Feb. 13 (UPI) — Kei Saito, a member of the Japanese short track speed skating team at the Pyeongchang Winter Olympics, has tested positive for acetazolamide and been provisionally suspended, the Court of Arbitration for Sport said Tuesday.
It is the first registered case to CAS by the International Olympic Committee at these games. As reported by Kyodo News earlier, the 21-year-old Saito, a reserve on the men’s 5,000-meter relay team, failed an out-of-competition test in the lead-up to the games, CAS said in a statement.
In a hastily arranged press conference, the Japanese Olympic Committee said Saito was tested after training, just before he was about to go to bed at the athletes’ village in Gangneung on Feb. 4 — the day the short track team arrived in Pyeongchang. Three days later, the IOC notified them that the results came out positive for an A sample.
On Friday, CAS notified Saito of his ban and tested his B sample. The following evening, the IOC notified the JOC the B sample also came back positive.
Saito denied intentionally doping to CAS, which heard the athlete on Monday. He agreed to leave the Olympic village — the JOC would not disclose his whereabouts — and will also be indefinitely suspended from all International Skating Union competitions.

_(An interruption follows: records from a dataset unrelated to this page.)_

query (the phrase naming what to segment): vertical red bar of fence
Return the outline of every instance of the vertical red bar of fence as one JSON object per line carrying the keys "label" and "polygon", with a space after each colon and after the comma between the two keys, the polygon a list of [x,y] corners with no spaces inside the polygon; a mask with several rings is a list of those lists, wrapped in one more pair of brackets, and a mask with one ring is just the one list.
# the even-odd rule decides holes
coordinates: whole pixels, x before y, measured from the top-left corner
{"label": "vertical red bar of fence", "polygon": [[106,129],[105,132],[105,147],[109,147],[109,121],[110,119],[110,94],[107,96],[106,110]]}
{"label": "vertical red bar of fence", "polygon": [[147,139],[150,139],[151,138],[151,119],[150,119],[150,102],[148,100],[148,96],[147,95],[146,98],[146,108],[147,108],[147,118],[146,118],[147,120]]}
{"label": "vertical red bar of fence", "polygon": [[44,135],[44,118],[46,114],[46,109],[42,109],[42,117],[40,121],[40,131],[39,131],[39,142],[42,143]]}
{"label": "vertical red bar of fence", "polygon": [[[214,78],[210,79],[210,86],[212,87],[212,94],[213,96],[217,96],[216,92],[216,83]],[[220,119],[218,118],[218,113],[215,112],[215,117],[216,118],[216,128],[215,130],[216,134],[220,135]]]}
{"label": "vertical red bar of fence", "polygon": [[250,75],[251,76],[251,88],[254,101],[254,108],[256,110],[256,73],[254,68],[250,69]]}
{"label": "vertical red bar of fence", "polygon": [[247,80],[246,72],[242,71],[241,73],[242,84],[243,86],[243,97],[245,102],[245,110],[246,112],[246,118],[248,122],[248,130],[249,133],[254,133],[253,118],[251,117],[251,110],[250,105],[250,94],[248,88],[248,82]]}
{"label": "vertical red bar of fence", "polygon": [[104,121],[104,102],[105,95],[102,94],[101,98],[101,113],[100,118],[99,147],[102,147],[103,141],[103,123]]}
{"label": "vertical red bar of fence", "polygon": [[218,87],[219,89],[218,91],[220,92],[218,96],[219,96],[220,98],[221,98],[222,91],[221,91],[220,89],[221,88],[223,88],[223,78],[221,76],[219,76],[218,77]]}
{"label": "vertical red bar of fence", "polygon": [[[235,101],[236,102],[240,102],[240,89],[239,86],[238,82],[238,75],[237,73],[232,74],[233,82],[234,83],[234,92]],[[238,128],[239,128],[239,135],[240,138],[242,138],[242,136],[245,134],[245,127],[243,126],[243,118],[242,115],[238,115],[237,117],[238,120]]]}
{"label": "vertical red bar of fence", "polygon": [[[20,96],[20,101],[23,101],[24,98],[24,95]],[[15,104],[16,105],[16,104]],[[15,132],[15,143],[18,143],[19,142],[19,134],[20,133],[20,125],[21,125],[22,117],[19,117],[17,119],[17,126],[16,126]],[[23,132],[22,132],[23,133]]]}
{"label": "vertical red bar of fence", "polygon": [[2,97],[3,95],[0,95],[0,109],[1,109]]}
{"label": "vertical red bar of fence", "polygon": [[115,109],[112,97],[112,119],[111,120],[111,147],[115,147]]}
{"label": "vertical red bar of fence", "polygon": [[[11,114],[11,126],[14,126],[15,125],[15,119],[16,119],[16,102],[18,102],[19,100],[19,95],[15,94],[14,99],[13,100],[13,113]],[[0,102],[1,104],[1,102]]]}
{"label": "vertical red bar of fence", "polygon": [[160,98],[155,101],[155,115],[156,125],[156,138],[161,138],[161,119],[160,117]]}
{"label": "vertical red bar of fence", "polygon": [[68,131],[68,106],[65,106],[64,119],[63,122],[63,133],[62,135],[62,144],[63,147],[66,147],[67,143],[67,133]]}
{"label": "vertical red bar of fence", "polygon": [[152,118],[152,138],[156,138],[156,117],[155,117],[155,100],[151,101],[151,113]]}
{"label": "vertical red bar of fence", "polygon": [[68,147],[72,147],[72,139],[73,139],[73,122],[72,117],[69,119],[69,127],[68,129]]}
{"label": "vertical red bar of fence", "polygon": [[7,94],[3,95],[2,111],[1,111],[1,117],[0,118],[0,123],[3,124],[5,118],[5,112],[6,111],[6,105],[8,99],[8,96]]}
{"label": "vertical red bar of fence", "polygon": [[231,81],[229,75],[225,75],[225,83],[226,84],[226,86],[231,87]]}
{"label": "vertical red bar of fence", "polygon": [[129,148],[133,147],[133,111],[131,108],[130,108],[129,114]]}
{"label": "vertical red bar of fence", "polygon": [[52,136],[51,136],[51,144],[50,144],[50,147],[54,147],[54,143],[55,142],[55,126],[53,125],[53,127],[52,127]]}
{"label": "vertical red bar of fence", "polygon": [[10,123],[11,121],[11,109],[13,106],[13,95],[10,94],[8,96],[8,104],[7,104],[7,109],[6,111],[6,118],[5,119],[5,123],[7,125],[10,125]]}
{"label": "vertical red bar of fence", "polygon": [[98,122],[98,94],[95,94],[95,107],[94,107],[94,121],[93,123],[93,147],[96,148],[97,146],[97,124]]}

Saito emphatically denied in a statement he knowingly taking acetazolamide, which is a drug used to treat conditions like glaucoma, altitude sickness and epilepsy but works as a masking agent for steroids. It cannot be purchased in Japan without a prescription.
“I am extremely shocked by the test results that have come back,” the Kanagawa University senior said. “I have never once considered doping. I have never used anabolic steroids so I have never needed to try to hide it. I have no motive to use this substance nor do I have anything to gain by using this substance.”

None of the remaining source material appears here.